Osoby, które fotografowałam pytały „Co mam robić?” – wszystkich prosiłem o położenie dłoni na stole lub kolanach.
Moi bohaterowie sami wybierali sobie miejsce do zdjęcia – takie, aby czuli się w nim dobrze.
Chciałam sfotografować osoby z mojej kamienicy – pukałam chyba z 10 razy, nie udało się. Dzisiaj ludzie nie są tak ufni.
Poszłam sfotografować sąsiada, u którego nie byłam 25 lat. On mnie kiedyś na ramie roweru wiózł do komunii.
Niedawno się przeprowadziłam. Pomyślałam, że to dobry pomysł, aby poznać swoich sąsiadów.

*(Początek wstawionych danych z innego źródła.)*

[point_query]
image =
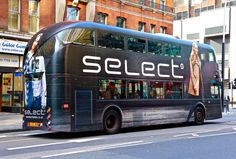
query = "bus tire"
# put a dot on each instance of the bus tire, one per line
(111, 122)
(199, 116)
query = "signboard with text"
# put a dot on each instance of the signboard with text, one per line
(11, 46)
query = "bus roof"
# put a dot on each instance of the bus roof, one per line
(53, 29)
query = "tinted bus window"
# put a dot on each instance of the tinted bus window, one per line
(78, 36)
(136, 45)
(173, 90)
(137, 89)
(156, 90)
(172, 50)
(207, 55)
(110, 40)
(154, 47)
(112, 89)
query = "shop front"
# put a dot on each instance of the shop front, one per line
(11, 76)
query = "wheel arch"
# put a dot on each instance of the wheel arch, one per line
(201, 105)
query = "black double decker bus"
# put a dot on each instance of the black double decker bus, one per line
(84, 76)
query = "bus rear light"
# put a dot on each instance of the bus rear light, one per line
(65, 106)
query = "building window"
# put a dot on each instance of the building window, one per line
(163, 29)
(13, 14)
(102, 18)
(72, 13)
(197, 12)
(152, 28)
(162, 5)
(142, 2)
(141, 26)
(152, 3)
(33, 15)
(179, 16)
(120, 22)
(185, 15)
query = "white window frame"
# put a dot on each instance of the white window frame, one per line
(16, 12)
(38, 17)
(78, 12)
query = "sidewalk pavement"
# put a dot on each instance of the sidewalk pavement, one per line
(10, 122)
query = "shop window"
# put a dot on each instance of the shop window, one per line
(33, 15)
(72, 13)
(13, 15)
(120, 22)
(141, 26)
(112, 89)
(102, 18)
(163, 29)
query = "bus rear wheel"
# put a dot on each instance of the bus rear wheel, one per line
(111, 122)
(199, 116)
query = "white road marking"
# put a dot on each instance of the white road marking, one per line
(196, 134)
(50, 144)
(100, 148)
(2, 136)
(14, 140)
(187, 134)
(212, 135)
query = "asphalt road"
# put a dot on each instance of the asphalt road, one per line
(214, 140)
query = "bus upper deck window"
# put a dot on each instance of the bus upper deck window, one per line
(110, 40)
(136, 45)
(77, 36)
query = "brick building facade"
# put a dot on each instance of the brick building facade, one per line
(20, 19)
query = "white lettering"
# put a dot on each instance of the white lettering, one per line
(148, 69)
(112, 66)
(173, 69)
(91, 64)
(130, 73)
(159, 68)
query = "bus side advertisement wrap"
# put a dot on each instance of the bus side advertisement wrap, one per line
(36, 113)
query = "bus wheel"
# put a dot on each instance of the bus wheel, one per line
(199, 116)
(111, 122)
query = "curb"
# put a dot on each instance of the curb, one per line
(11, 130)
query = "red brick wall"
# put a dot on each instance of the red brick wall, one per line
(47, 13)
(3, 14)
(24, 15)
(134, 15)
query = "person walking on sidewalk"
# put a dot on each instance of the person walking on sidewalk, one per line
(226, 103)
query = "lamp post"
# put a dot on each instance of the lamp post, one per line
(223, 56)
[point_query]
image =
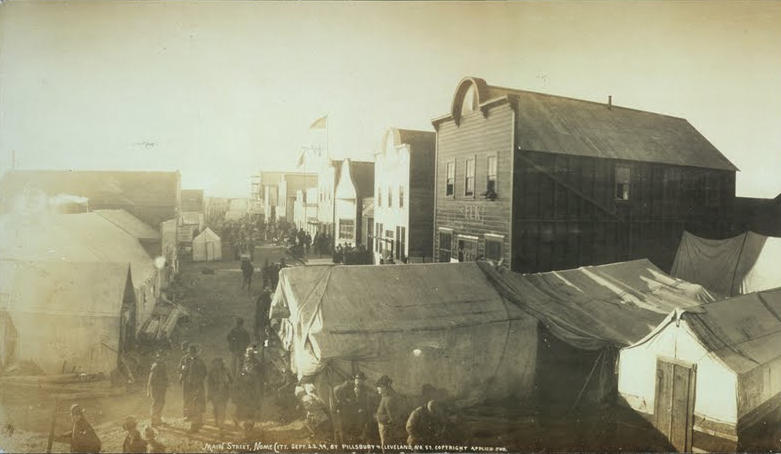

Przez cztery tygodnie fotografowania nosiłam przy sobie codziennie wydruki zdjęć z Zapisu, aby pokazywać je moim bohaterom.
Dzięki temu projektowi zajrzałam do domu, małej chaty, którą często mijam i która zawsze mnie intrygowała.
Spodziewałem się, że fotografowanie inspirowane Zapisem socjologicznym, będzie dużo prostsze.
Na poczcie jest bezwzględny zakaz robienia zdjęć, trzeba mieć zgodę naczelnika, musiała to zrobić z zaskoczenia.
Jest zupełnie inaczej, gdy osoby pozują w mieszkaniach, które są wynajęte, nie są do końca ich przestrzeniami.